In just a year of its existence, it has become the nerve centre of all cultural activity and intellectual thought in Bangalore. In the last 365 days, there have been no less than 300 performances. Among its patrons are doyens of cinema and theatre such as Girish Karnad and M S Sathyu. And because of its vibrant, youthful, non-stuffy atmosphere, it has also drawn the young in droves. At any given point, Ranga Shankara is abuzz with the chatter of the young, and they are not just there to ‘hang out’. Hundreds of school and college students volunteer with RS (as it is fondly called). “What’s heartening is that they don’t dismiss theatre as ‘oh that boring, oh that intellectual jholawala stuff’,” mimics Arundhati. “Their energy goes a long way towards running Ranga Shankara.”
What it has also done is encourage good theatre in the city. Because the rental is so very affordable, the number of young theatre groups keen on innovation has grown in Bangalore. “Ranga Shankara has done a tremendous job of energising theatre in Bangalore. The city has always been keen on theatre, but it has provided the right spark, the space and the atmosphere,” says Sathyu, a member of the panel of experts at Ranga Shankara.

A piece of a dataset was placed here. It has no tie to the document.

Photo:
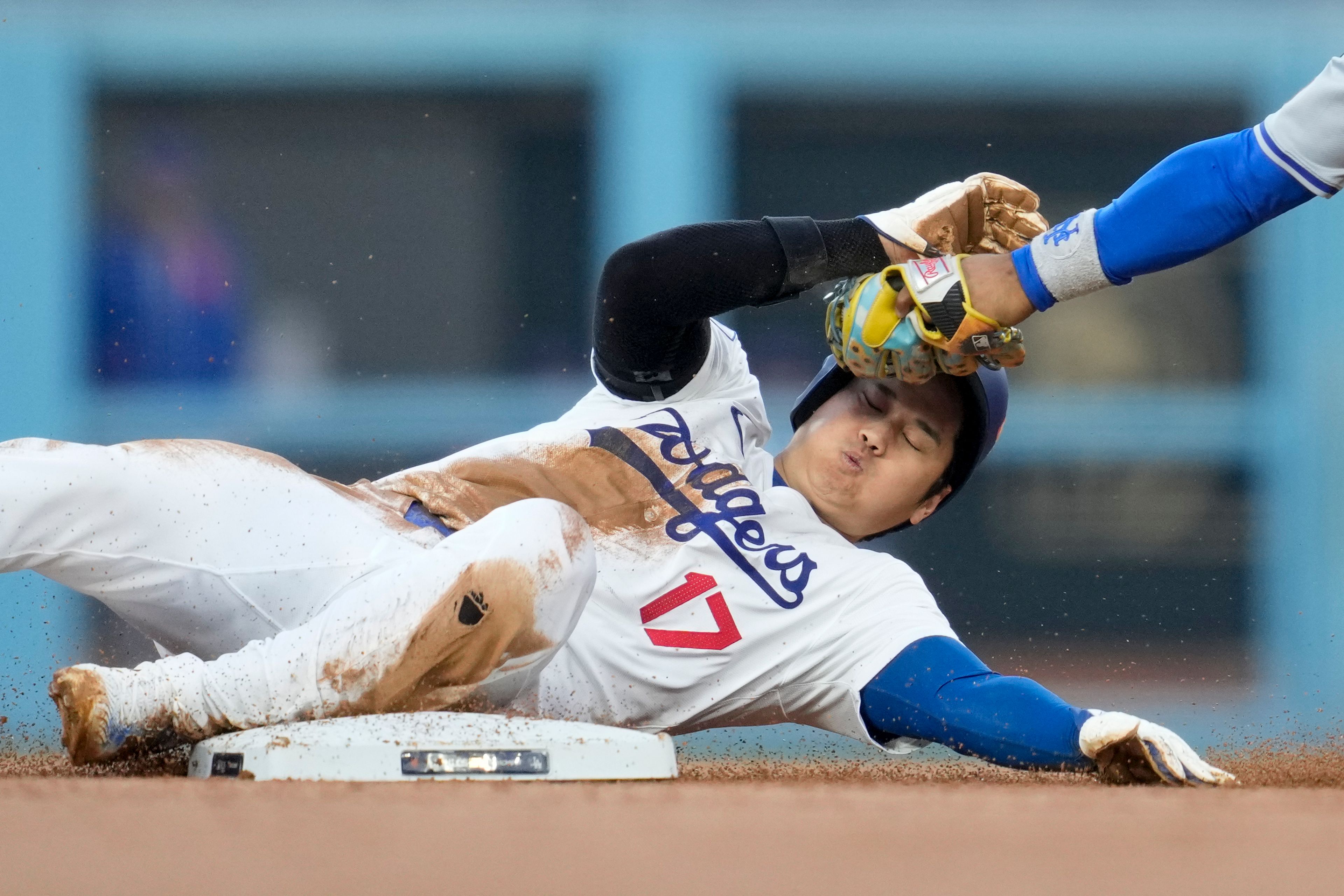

And how do the economics work out? No, she hasn’t got hold of a genie of the lamp. It’s cellular service company Hutch that is acting the fairy godmother. It’s they who pick up the tabs on losses incurred and will do so for another three years. “That’s why we don’t call them sponsors but partners,” says Arundhati. “Sponsors will put up their posters, have us announce their names and pack off. Hutch is there behind us all the way.”
She bemoans the fact that with so many software giants operating in and around the city, none have stepped forward to offer the kind of help that Hutch has and that Ranga Shankara needs. “They do a lot of charitable work, one of their main areas of interest being primary education, but somehow theatre and other cultural activities have never figured in their priorities. What they don’t see is that there can be no education without culture. Do we really want a nation full of educated but uncultured young people? That’s something they need to ask themselves,” says the impassioned actress, who admits she hasn’t had much time to act in the last one year, the only important role she played being that of the protagonist in the Kannada version of Girish Karnad’s latest play, A Heap of Broken Images, and a role in a hit Kannada film called Jogi.
Her obsession for Ranga Shankara is something she views in the light of a payback. “You have to settle your scores. I find it completely unjustifiable that young people join theatre, take so much from it, get all their training from it and then go earn their money in cinema and television. I agree, there is very little money in theatre, but there has to be some form of return some time,” she asserts.
Meanwhile, all hell is breaking loose a floor below us. Fielding panic calls from her daughter Kavya who is sitting at a printer’s office getting posters printed, Arundhati rushes out into the bedlam that rages around her, but which she can’t do without anymore.